The polyunsaturated fatty acids' determinants
Project conducted by researcher Eli Skeie
The human body is able to synthesize fatty acids, except from two essential polyunsaturated fatty acids (PUFAs) that must be obtained from foods or supplements: the omega-3 alpha-linolenic acid and the omega-6 linoleic acid. These essential PUFAs may further synthesize n-3- and omega-6 long-chain PUFAs (LCPUFAs). The conversion into omega-3- and omega-6 LCPUFAs is competitive, since the same enzymes (elongase and desaturases) are needed for both pathways, and the conversion is thought to be limited in humans. Since omega-3 LCPUFAs (eicosapentaenoic, docosapentaenoic, and docosahexaenoic acids) have several proposed beneficial health effects, especially to cardiovascular disease, these fatty acids are sometimes also referred to as essential.

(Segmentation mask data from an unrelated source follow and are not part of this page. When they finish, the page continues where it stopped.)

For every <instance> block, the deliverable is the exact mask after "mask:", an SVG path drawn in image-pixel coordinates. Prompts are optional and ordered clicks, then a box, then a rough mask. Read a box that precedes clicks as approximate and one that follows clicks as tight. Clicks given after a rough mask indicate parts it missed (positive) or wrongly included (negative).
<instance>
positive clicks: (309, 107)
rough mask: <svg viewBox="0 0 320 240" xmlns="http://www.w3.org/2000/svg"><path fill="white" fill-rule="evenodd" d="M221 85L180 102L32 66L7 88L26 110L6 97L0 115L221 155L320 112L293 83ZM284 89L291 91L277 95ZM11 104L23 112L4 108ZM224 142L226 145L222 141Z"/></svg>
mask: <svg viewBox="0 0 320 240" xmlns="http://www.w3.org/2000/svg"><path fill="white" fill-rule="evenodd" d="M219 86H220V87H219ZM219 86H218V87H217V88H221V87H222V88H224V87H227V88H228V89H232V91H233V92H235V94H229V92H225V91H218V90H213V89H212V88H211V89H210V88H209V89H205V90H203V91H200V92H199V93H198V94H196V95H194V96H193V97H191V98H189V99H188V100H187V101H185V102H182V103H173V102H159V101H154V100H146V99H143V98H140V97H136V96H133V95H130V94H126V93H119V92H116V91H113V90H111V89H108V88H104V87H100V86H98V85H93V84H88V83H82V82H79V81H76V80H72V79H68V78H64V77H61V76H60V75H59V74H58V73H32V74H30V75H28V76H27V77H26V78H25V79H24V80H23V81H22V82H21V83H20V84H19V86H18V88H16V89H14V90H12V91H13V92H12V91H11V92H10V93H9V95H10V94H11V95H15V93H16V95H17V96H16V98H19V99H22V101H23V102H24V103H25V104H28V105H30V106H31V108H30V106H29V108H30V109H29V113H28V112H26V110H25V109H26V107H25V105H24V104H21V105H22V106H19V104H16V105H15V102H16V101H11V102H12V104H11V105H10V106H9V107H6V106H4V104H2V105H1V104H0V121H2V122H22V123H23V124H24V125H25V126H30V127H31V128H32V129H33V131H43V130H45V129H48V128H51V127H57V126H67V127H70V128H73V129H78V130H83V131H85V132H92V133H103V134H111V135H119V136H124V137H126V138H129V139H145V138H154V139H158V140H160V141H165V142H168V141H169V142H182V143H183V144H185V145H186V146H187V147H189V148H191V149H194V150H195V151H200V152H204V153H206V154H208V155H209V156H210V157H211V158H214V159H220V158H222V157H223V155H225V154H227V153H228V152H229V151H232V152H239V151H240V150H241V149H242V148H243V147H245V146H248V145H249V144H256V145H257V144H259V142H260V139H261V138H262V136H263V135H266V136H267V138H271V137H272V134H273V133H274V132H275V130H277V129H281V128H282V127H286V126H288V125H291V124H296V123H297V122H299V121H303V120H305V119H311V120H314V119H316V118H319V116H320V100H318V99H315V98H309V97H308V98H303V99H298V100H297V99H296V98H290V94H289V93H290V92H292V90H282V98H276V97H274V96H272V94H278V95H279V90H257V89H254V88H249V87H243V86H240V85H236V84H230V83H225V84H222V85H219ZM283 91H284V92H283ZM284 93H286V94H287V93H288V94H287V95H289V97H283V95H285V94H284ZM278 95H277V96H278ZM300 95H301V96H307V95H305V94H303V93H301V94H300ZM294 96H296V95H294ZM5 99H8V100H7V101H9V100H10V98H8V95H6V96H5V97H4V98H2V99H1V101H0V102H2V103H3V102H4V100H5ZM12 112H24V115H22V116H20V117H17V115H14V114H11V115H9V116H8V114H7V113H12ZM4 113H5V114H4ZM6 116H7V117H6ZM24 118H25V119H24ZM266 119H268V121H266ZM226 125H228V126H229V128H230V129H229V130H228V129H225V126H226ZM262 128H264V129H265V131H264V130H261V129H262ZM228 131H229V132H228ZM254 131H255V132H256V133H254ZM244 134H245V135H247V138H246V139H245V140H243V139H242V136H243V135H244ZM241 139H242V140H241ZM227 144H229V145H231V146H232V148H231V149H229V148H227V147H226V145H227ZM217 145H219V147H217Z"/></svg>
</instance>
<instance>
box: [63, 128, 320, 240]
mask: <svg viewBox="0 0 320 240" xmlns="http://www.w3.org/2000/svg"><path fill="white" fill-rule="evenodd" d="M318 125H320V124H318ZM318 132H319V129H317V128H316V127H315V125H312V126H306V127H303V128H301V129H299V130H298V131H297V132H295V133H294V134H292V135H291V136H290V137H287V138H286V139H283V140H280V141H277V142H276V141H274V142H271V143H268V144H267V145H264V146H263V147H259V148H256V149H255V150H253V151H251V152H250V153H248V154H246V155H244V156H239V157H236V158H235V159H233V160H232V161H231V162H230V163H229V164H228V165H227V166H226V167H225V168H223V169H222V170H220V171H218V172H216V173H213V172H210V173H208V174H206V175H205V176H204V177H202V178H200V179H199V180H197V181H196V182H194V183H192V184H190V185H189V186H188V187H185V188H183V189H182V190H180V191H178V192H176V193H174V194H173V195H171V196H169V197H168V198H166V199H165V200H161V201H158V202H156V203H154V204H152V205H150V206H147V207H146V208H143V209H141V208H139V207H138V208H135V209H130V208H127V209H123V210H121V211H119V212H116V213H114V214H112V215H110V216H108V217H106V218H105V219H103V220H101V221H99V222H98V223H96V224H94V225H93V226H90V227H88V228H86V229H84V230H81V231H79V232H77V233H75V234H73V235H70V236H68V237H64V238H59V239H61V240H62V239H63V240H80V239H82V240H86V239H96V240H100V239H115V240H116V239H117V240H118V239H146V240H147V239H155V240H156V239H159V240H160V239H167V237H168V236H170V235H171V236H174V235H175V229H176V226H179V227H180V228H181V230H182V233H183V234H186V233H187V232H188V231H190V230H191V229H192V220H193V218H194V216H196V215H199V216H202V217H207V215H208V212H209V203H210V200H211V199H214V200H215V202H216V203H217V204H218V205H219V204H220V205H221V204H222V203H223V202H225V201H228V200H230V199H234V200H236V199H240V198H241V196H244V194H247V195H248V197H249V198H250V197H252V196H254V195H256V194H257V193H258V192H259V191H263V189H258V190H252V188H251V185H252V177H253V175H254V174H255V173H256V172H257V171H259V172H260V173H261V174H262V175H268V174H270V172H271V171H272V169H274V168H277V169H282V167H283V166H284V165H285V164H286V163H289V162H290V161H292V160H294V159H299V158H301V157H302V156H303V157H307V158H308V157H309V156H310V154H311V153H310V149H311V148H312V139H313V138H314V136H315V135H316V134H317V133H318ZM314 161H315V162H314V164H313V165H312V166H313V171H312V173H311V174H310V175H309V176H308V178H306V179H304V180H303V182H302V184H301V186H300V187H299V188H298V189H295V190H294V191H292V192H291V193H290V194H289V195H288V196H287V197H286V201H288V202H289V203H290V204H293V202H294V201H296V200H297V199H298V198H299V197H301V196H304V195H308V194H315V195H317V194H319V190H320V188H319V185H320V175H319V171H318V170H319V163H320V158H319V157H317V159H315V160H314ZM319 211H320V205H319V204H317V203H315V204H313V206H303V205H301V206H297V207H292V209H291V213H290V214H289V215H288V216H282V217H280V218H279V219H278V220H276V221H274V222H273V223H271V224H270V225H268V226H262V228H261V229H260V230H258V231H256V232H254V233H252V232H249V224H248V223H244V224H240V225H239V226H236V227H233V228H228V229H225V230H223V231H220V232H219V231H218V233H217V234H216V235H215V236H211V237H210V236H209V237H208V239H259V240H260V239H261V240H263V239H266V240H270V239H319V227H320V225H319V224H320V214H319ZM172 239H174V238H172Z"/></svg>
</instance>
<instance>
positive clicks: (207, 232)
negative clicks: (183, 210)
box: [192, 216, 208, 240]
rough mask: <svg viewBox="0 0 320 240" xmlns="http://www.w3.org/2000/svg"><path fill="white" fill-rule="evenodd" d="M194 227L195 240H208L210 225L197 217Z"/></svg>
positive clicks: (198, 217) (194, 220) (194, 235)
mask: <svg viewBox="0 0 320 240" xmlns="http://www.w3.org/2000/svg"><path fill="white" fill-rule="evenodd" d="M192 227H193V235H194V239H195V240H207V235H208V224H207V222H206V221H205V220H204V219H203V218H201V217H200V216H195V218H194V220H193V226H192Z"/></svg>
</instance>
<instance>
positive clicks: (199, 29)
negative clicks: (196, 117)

This has led to a focus towards an increased dietary intake of omega-3 LCPUFAs from marine sources and a subsequent decrease in omega-6/omega-3 PUFA-ratio. Compared with many other countries, dietary and supplemental intakes of omega-3 LCPUFAs are high in Norway.
Recent research, however, indicates that the synthesis of LCPUFAs might be influenced by other, previously unknown factors, including B-vitamins. Interestingly, smoking is associated with both lower levels of circulating B-vitamins and changes in fatty acid profile. Therefore, we would like to examine the association between smoking habits, vitamins and serum PUFAs. Our hypothesis is that the focus on high dietary intake and/or supplements of omega-3 LCPUFAs is more excessive than necessary (Eli Skeie).